Question

Probability of overlap between sequences?

0

Entering edit mode

9.3 years ago

Rich ▴ 40

Hi,

I'm sorry if this question is too naive but maybe you can advise me the right way to solve a problem.

I have a 50 kb region on chromosome 6 (length 171,115,067 bp). It turned out to be, that this region completely overlaps with one specific site (5 kb). However, there are about 250 such specific sites across the entire chr 6.

How can I calculate chances that such overlap between my 50 kb region and one of such 5 kb sites happens just randomly? Is there any simple formula? Or I need to generate randomly 10 or 100 thousands of 50 kb regions from chr 6 and then calculate how many times such randomly generated regions overlap with the 5 kb sites?

And if the later way is the right one is there any tool that could generate such sequences from the given human chromosome?

Thank you!

sequencing probability • 3.0k views

ADD COMMENT • link updated 2.1 years ago by Ram 44k • written 9.3 years ago by Rich ▴ 40

0

Entering edit mode

Random sampling would be a good way to generate your "background" or expected rate of overlap.

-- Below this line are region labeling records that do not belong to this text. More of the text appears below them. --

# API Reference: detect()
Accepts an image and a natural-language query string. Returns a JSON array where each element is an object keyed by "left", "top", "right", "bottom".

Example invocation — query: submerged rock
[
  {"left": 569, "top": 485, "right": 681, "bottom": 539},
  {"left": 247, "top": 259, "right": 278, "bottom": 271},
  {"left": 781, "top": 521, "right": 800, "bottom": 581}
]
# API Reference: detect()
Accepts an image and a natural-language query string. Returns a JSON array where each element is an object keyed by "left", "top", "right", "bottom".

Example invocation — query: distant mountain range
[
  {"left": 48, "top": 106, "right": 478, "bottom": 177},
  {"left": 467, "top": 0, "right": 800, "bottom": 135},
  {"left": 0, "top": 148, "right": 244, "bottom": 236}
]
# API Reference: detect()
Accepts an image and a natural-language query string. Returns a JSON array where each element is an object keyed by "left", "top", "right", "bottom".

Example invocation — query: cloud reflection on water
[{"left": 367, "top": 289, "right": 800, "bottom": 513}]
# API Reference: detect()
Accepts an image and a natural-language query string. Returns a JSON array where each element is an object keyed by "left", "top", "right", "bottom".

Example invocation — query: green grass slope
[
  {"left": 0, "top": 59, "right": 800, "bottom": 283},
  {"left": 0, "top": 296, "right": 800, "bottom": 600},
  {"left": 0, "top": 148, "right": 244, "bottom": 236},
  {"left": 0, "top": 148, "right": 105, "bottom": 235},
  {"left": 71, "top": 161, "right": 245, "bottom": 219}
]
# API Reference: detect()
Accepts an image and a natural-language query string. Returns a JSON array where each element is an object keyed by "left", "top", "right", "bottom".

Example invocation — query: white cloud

You might be careful how you generate your sample space, in that you might exclude sampling from certain areas (unmappable regions, say).

ADD REPLY • link updated 2.1 years ago by Ram 44k • written 9.3 years ago by Alex Reynolds 35k

0

Entering edit mode

Thank you, Alex! Do you know any tool (maybe in BioPerl or etc.) that could generate it based on real human chromosomes?

ADD REPLY • link updated 2.1 years ago by Ram 44k • written 9.3 years ago by Rich ▴ 40

0

Entering edit mode

9.3 years ago

dariober 14k

Hi- Have a look at these Q&A:

And this paper The dilemma of choosing the ideal permutation strategy while estimating statistical significance of genome-wide enrichment.

ADD COMMENT • link updated 2.1 years ago by Ram 44k • written 9.3 years ago by dariober 14k

0

Entering edit mode

Thank you for the helpful links!

ADD REPLY • link updated 2.1 years ago by Ram 44k • written 9.3 years ago by Rich ▴ 40

Ram · Accepted Answer · 2015-02-12

To get bounds for, say, hg19, you could do something like:

$ wget -qO- http://hgdownload.cse.ucsc.edu/goldenpath/hg19/database/chromInfo.txt.gz | gunzip -c - | awk '{print $1"\t0\t"$2}' - | sort-bed - > hg19.bounds.bed

You could use BEDOPS to subtract out unmapped regions:

$ wget -qO- https://gist.githubusercontent.com/alexpreynolds/6126976/raw/4bfdd68c0cc45c4c1b0643ea16c8630364d2f316/hg19.gaps.bed > hg19.gaps.bed
$ bedops --difference hg19.bounds.bed hg19.gaps.bed > hg19.mappable.bed

A sampler that goes through hg19.mappable.bed could be written in a scripting language of your choice. I don't think it would be too hard to sample uniform (or other distribution) starting points within the given, mappable genomic spaces, adding 50K to that point to generate a random interval. You could do read.table() in R, for instance, to bring in the mappable spaces to do sampling there. There are lots of options - too many to enumerate here.

Your script determines how many random intervals you sampled (10K, 100K, whatever). Spit all these random intervals out to a sorted BED file, and then do something like bedops --element-of 1 random_intervals.bed 5kb_sites.bed | wc -lto get counts of overlapping random intervals.

Divide the two numbers to get an expected rate of overlap. Repeat this to build a population of expected or background rates to compare against your observed rate. You might generate a z-score, for example, to indicate how near or far away your observed rate is from what is expected.